McGrath is also a member of the Chamber of Commerce, so she gets to talk with employers at their events. The goal is to build connections, to see where local employers have a need for an intern. Then McGrath matches that with a class where students have a need for experience.

“By connecting these young people and helping build their skills, hopefully this can turn into a full-time job possibly after high school or after college,” McGrath said. “It’s also just a great way to connect those young people to these employers to set up that network regardless. It’s a great positive employer relationship that they’ve established that they can use going forward. You know, on their resumes, whether it’s applying for college scholarships, colleges or future jobs, it really does make a difference to set up those relationships.”

Preparing Lunenburg County students for work

McGrath, who is an alumni of Central High School and Longwood College, has been a high school teacher for 15 years. She’s taught business, technology, and marketing classes. In the past three years, McGrath has been both a classroom teacher and a career and technical education coordinator. Recently, her division needed her as a full-time CTE and Work-Based Learning Coordinator, which took her out of classroom teaching, but she’s still making a difference in the students’ lives.

“I work with students on a daily basis, helping them with their resumes, job interviewing, those types of things,” McGrath said. “I wear many hats, but my job with work-based learning in particular is connecting students with our businesses and ensuring they receive credit for that work experience because now, Virginia has a graduation requirement. A student must pass an industry certification while in high school and if they don’t do that, they must have a work-based experience.”

Service learning projects also help

Part of that experience involves service projects. Currently, some of her marketing students are working on one with Lunenburg County Animal Control.

“Service learning is another facet of work-based learning. It’s just like an internship, a mentorship, job shadowing, those types of things,” McGrath said. “The main goal of course is to help the student grow individually, but they also work as a team, work to solve a community issue in hopes that they will continue that good work as they enter adulthood and for the rest of their lives. Wherever they end up living, whether it’s in Lunenburg, or a surrounding county, or a big city somewhere, we want them to always have community awareness, and be willing to help out with real community issues.”

This specific project got started after a conversation with Animal Control Officer Ray Elliot about the animal adoption process.

“(He) was in the process of interviewing some students for an internship. I just happened to ask him, ‘What is your adoption process?’ because I live in Lunenburg County and honestly, I wasn’t aware that I could adopt an animal,” McGrath said.

Making a difference in Lunenburg County

Officer Elliott was able to show McGrath the state website that animal control officers in the state log data numbers of stray animals. Mainly, how much they intake in a year, how many are adopted, how many are transferred to regional shelters, and the numbers of animals euthanized.

“He showed me these numbers and I’m like ‘Wow, compared to other counties, the numbers aren’t super high, but still they’re high.’ For instance, almost 180 stray dogs are found in our county in a year,” McGrath said. “We have a ton of dogs that have to be transferred to regional animal shelters that are larger, of course it increases the likelihood of them being adopted… But there’s a large number of those animals that are transferred there every year.”
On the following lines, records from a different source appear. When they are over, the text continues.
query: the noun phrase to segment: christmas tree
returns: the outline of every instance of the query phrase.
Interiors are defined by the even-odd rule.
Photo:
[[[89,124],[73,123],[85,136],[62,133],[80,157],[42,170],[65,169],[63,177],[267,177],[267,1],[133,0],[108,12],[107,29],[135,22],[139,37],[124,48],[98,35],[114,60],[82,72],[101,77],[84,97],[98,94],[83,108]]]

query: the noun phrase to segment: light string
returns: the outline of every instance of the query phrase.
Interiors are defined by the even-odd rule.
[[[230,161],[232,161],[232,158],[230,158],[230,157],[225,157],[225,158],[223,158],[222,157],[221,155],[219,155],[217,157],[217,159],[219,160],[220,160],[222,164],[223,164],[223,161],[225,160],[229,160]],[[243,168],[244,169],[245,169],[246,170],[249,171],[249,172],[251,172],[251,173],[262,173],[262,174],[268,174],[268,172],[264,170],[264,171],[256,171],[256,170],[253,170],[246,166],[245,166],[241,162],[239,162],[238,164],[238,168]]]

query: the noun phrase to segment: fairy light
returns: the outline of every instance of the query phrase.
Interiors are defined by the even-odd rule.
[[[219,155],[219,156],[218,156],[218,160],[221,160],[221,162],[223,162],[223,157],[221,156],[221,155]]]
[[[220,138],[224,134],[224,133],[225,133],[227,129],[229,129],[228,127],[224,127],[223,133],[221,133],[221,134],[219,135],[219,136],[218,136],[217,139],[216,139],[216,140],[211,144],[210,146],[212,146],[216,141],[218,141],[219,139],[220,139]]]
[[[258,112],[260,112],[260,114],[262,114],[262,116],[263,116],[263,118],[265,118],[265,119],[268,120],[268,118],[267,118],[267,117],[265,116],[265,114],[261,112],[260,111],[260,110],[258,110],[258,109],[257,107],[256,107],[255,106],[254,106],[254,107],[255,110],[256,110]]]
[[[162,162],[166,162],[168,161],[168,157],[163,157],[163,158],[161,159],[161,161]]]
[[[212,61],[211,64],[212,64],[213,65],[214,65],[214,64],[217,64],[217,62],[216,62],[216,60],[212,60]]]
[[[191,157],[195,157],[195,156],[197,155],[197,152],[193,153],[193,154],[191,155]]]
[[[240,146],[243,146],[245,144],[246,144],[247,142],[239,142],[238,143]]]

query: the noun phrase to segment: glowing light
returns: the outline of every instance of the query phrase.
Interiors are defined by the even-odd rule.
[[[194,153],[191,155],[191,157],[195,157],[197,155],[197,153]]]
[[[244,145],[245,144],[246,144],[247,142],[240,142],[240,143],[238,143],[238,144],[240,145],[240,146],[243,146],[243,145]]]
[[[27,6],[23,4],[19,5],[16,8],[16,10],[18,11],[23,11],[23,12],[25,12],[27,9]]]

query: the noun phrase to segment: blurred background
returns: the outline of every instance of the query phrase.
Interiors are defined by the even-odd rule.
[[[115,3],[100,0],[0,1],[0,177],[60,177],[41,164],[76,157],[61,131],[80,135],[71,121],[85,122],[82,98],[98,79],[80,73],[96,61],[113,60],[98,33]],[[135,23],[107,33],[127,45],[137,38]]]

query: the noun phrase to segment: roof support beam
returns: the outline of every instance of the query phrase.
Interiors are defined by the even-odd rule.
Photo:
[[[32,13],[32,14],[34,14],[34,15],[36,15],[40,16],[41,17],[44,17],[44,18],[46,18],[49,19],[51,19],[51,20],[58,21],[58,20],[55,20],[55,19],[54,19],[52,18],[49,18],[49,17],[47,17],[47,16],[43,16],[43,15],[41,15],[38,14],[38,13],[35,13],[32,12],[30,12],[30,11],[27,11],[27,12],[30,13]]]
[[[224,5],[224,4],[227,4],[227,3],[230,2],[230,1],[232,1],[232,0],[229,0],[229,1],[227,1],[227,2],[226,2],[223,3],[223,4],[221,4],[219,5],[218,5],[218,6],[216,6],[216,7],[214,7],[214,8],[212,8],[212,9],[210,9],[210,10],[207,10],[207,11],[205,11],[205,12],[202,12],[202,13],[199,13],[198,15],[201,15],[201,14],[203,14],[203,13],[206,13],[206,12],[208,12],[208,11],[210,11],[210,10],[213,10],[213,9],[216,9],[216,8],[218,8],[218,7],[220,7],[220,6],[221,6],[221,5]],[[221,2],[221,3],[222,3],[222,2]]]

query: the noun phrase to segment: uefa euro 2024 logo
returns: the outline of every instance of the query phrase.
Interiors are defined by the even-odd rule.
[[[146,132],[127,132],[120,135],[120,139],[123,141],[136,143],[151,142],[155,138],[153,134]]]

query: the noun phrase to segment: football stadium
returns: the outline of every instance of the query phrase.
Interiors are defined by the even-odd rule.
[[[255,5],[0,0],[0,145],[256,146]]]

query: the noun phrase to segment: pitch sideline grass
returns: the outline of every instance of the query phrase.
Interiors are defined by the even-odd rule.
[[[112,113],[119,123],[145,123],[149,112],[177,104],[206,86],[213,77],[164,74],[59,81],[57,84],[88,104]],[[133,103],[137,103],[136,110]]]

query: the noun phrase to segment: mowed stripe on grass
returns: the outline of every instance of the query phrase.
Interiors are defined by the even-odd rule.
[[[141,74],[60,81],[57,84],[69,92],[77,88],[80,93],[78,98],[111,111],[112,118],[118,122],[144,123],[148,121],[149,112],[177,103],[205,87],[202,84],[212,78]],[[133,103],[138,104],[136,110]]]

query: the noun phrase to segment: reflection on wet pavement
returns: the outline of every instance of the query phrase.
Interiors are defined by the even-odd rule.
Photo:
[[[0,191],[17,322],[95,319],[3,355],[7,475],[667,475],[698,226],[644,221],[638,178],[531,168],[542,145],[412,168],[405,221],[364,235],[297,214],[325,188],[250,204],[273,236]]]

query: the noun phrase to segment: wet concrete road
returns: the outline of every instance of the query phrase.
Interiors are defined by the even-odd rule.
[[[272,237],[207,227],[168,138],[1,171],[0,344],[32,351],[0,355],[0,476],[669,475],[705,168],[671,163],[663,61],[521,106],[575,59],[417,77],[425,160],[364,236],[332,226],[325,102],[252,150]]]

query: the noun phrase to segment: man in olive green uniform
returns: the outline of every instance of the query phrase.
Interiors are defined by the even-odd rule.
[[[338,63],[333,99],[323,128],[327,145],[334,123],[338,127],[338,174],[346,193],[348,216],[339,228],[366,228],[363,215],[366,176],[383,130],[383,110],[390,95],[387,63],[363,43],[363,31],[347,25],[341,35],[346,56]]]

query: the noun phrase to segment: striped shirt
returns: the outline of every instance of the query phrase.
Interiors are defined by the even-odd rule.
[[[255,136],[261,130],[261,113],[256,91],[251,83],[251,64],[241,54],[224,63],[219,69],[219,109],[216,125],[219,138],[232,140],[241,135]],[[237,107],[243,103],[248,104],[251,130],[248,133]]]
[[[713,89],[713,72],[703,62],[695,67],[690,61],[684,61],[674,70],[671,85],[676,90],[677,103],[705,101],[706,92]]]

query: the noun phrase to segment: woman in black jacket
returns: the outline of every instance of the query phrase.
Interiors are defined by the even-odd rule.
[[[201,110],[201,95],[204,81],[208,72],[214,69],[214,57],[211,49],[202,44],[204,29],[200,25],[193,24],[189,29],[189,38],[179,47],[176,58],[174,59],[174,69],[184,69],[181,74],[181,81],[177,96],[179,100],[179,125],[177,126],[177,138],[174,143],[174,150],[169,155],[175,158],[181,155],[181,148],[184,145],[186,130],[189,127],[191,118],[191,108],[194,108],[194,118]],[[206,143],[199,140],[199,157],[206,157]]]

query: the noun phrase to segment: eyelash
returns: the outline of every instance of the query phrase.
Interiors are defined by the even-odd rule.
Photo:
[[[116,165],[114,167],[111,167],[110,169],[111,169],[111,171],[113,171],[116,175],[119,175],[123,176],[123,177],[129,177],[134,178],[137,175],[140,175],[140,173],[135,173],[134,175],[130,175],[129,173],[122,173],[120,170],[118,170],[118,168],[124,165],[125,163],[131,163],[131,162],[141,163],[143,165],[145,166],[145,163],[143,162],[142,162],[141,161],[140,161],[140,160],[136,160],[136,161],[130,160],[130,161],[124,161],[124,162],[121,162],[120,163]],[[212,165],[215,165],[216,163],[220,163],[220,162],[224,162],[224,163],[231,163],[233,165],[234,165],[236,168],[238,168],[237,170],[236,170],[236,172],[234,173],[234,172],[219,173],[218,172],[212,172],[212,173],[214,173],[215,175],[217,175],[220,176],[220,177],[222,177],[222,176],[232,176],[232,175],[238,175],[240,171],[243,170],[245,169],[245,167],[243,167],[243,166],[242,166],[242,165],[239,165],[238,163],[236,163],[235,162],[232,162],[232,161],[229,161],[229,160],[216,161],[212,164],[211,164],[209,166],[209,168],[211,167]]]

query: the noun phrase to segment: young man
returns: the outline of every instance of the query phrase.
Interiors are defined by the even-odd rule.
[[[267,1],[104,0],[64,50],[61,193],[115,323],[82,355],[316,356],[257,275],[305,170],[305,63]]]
These large yearly transfers have been regional shelters such as Southside SPCA, Lab Rescue, and Sanctuary Rescue. McGrath spoke how she educated the students on the status of these animals.

“We had a powerpoint presentation and we showed them the data. And we just let them look at it and we ask them to think about it for a minute or two, raise their hand if they see a problem,” McGrath said. “Immediately when they saw those numbers, they raised their hands.”

What happens next?

Eighty students in marketing class are currently working on a social media campaign to help increase adoption rates. The goal is also to let people know they can get help with feeding pets. The shelter is a nonprofit. They can help get pet food for the owner or cat litter, whatever the need is.

“We’re going to continue to work on this project for days and months and maybe even to next year. In fact, the work really will never stop, even if the numbers come down or they go to zero, because you want to continue your good work,”: McGrath said. “So this is something I can foresee students for years coming to work on and maybe they’ll uncover other issues along the way in the community that we can work on.”